US District Judge Denise Cote’s ruling paves the way for attorneys general in 33 states and territories to move forward, along with attorneys for consumers, in pursuing hundreds of millions of dollars in damages at a July 14 trial.
Following a non-jury trial, Cote in July found that Apple from 2009 to 2010 conspired with the publishers to raise e-book prices and impede competitors such as Amazon.com Inc.
The states had pursued the liability finding alongside the US Justice Department without any objection by Apple and obtained a subsequent injunction against the iPad maker in September that called for the appointment of a compliance monitor.
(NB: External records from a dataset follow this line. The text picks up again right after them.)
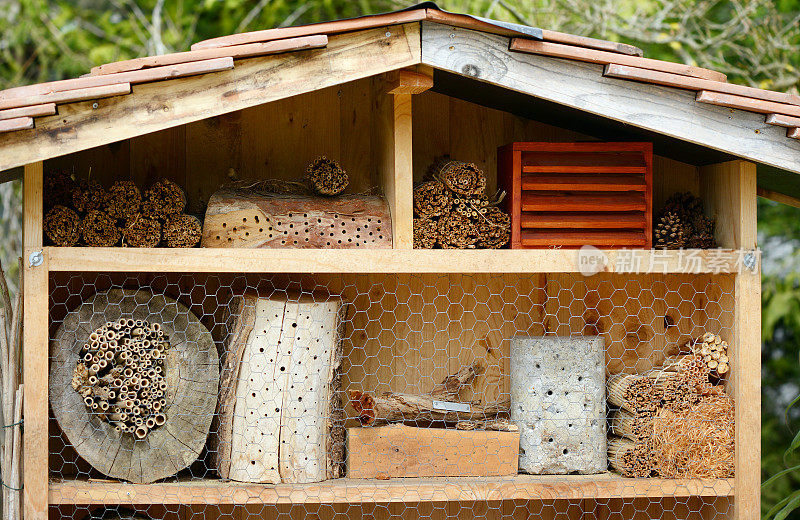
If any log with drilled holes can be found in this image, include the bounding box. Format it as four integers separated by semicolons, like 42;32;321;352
50;289;219;483
202;188;392;249
211;295;344;484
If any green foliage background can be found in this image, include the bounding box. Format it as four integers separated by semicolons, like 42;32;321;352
0;0;800;511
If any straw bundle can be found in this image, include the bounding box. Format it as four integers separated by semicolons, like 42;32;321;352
653;394;735;478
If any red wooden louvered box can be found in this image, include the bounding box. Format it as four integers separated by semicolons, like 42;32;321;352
497;142;653;249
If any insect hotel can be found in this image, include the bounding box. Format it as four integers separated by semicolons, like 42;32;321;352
0;4;800;520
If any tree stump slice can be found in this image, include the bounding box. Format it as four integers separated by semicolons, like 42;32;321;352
211;295;344;484
50;289;219;484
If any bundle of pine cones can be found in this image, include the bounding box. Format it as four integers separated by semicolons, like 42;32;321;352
653;192;716;249
414;159;511;249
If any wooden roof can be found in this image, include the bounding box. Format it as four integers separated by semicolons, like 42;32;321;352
0;3;800;196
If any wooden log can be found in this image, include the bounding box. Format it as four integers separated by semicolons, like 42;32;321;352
212;295;344;484
50;289;219;483
347;424;519;478
202;188;392;249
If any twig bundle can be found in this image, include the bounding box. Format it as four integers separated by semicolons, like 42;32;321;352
163;214;203;247
606;374;660;417
608;435;653;478
414;180;453;218
653;394;735;478
80;209;121;247
44;205;81;247
142;178;186;219
306;157;350;195
0;258;23;518
72;318;170;440
122;214;161;247
106;181;142;220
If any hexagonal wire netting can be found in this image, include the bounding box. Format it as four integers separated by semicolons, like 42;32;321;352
50;273;736;520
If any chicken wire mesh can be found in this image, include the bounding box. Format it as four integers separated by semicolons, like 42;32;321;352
50;273;736;519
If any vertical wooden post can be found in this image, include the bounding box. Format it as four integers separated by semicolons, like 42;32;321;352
22;162;49;520
700;161;761;520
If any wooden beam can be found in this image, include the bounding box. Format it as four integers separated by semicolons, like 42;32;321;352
509;38;727;81
91;34;328;76
604;60;800;105
422;22;800;173
0;103;56;120
0;57;233;108
697;90;800;117
22;161;49;520
756;188;800;208
0;117;33;133
0;24;420;170
0;83;131;113
386;69;433;94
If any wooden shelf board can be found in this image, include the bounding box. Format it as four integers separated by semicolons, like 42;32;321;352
44;247;740;273
49;473;734;505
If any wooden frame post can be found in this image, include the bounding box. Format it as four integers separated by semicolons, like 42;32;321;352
700;160;761;520
22;161;49;520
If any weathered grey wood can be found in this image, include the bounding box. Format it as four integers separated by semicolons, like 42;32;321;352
0;24;420;171
422;22;800;173
50;289;219;483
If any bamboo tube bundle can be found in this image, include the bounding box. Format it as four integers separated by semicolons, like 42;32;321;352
477;206;511;249
606;374;660;417
414;218;439;249
142;178;186;219
80;210;121;247
608;408;653;441
414;180;453;218
122;214;161;247
437;213;478;249
608;435;654;478
306;156;350;195
72;180;108;213
653;394;735;478
433;161;486;197
43;171;76;208
44;205;81;247
106;181;142;220
71;318;169;440
163;214;203;247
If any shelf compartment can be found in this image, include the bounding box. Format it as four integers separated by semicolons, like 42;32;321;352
49;473;734;505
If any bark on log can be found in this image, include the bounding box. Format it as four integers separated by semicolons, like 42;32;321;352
212;295;344;484
50;289;219;483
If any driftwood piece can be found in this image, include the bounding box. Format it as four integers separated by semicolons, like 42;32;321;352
212;295;344;484
202;188;392;249
50;289;219;483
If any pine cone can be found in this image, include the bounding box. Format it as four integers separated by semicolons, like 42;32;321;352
654;212;686;249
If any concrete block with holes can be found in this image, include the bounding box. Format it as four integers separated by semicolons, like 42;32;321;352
511;336;607;474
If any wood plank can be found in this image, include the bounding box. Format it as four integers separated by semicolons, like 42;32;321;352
347;424;519;479
0;103;56;120
509;38;727;81
91;34;328;76
696;90;800;117
0;57;233;108
521;212;645;229
22;162;49;520
422;22;800;177
522;175;647;191
520;229;647;247
765;114;800;127
46;247;739;273
192;9;425;51
50;473;734;505
603;64;800;105
522;191;647;211
0;24;420;170
0;117;33;132
0;83;131;113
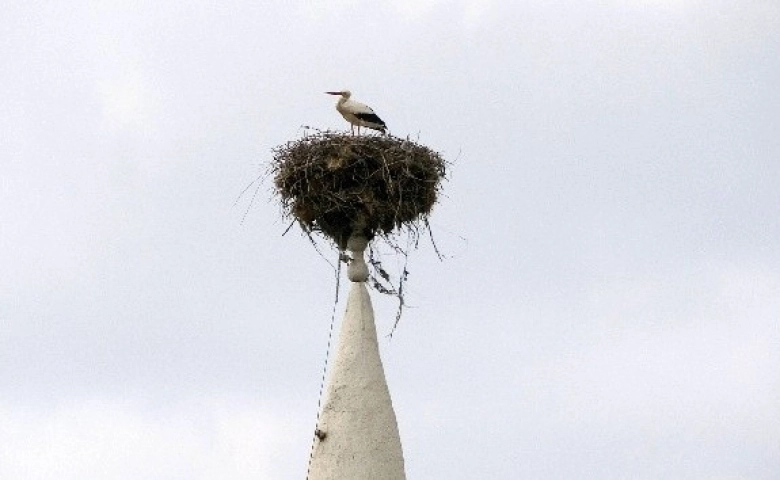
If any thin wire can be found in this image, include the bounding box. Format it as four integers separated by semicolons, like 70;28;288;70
306;252;341;480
But as the case moved into a damages phase, Apple argued that the states lacked standing to maintain an action for damages, arguing they had not alleged they had suffered any injury.
Cote, though, said it was easy to conclude the states had standing to move forward with the case.
“Apple has cited no authority to support the distinction it is advocating here between the standing to seek an end to an antitrust violation and the standing to seek damages for that violation,” she wrote.
The states’ case is being led by attorneys general in Texas and Connecticut. Jaclyn Falkowski, a spokeswoman for Connecticut Attorney General George Jepsen, said in an email that the office was pleased with the decision.
A spokesman for Apple did not immediately respond to a request for comment. The company has appealed the liability finding in the civil lawsuit and denies wrongdoing.
Attorneys for the plaintiffs are seeking $840 million in damages. The publishers previously agreed to pay more than $166 million to settle related antitrust charges.
They included Lagardere SCA’s Hachette Book Group, News Corp’s HarperCollins Publishers LLC, Penguin Group (USA), CBS Corp’s Simon & Schuster and Verlagsgruppe Georg von Holtzbrinck GmbH’s Macmillan.